Видел две картины прекрасного режиссера Антониони. Один фильм «Затмение». Мужчина и женщина никак не могут выяснить свои отношения. Мы видим их вещи, удачи и неудачи банковских операций. Видим принятые и неисполненные решения: все кончается показом, как из большой бочки вытекла вода.
Но и это не самая печальная лента. У Антониони есть другая лента, очень знаменитая, — «Увеличение», или можно перевести ее название «Крупный план»[218]. Если попросту рассказать ее содержание, то оно вот такое; имейте в виду, что событийная тропа, по которой я вас проведу, ведет в тупик.
Молодой, очень способный фотограф ищет сенсации. Делает много снимков, заказчики требуют от него истории преступления: труп, фотографию с которого можно напечатать в газете.
Фотограф делает случайный снимок. Потом производит увеличение с этого снимка. Внезапно обнаруживается, что в саду, под деревьями, лежит труп: еще увеличение. Труп обнаружен. Потом появляется женщина, которая хочет купить фотографию. Мы видим, как организовывается похищение снимка. Все это довольно несвязно и очень трудно. Фотография похищена. Репортер идет на место, где был труп: трупа нет. Он ездит к друзьям, которые к нему хорошо относятся. Они заняты своими делами, которые в кино сейчас имеют короткое название «секс».
Им нет до него дела и до крупного плана нет дела: сенсация не удалась.
По дороге репортер видит компанию молодежи. Они едут в пародийно-маскарадных костюмах, что-то поют.
Потом компания играет в теннис: отчетливо слышим резкие, умелые удары ракеток по мячам.
Потом постигаем, что это теннис без мяча.
Нет цели игры, нет мяча, есть призрак звука.

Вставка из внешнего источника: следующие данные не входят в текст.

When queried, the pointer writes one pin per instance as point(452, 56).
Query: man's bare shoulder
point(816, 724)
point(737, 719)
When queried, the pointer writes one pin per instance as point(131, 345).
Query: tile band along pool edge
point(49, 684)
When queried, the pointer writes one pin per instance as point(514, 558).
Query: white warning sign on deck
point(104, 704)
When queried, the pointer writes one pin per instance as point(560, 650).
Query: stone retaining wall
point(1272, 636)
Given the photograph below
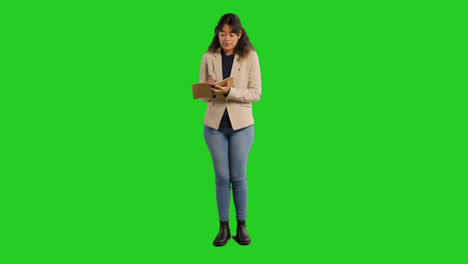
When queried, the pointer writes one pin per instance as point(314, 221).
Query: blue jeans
point(229, 150)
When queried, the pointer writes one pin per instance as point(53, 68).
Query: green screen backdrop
point(359, 147)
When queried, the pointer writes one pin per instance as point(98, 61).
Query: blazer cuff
point(226, 95)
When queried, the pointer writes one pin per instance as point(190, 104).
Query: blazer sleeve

Цель — конец исчез; конец детектива, раскрытие преступления никого не интересует. Может быть газета, может быть фотография, не больше. Развязка исчезла. Конца нет…
По-иному кончается картина Пазолини. Название ее можно перевести так: «Птицы и пташки»[219]. История заключается в том, что Франциск Ассизский послал монахов проповедовать птицам христианство. Мир, в который попадают монахи, современный.
Проповедники находят ястребов, обращают их в христианскую веру; потом они находят воробьев; воробьи приняли откровение.
Но христиане-ястребы едят христиан-воробьев: такова их природа[220].
Монахи молятся. Вокруг них образуется бойко торгующий верой монастырь. Проповедники уходят.
Видят страшные вещи, ненужность рождения, ненужность смерти. Видят китайца, для которого нищая женщина добывает ласточкино гнездо с вершины старого дома. Проводником монахов через мир невеселого беззакония странных запутанных путей является ворон, который им послан судьбой. Ворон ходит бочком, чего-то ищет. А кончается тем, что путники проголодались и съели эту птицу.
Вот вам схема окончания картины.
Мы пережили тысячелетия, мы прожили их недаром. Мы не верим, что ворона в супе вкусное блюдо, не верим в высоту иронии развязки.
Но личные развязки, развязки отдельных случаев как будто меняются развязками-сопоставлениями.
Мы мыслим все более и более крупно.
Конфликты происходят уже не только между отдельными людьми, конфликты происходят между поколениями; социальными системами. Ирония не помогает. Она не спасет ни Антониони, ни Пазолини, ни Феллини — талантливейшего человека, который снял целый фильм о том, как он не может снять фильм о том, как человек строит макет ракеты, которая должна унести его из этого мира в другой.
Пути Гильгамеша, с шестом переплывающего океан, кажутся трудными для его потомков.
Пишутся стихи о том, что стихотворение пишется.
Роман о романе, сценарий о сценарии.
Играют в теннис без мяча, но путешествия и Гильгамеша, и Одиссея, и Пантагрюэля, и даже Чичикова — должны иметь цель.
Верните мяч в игру.
Верните в жизнь подвиг.
Верните смысл движению, а не смысл достижения рекорда.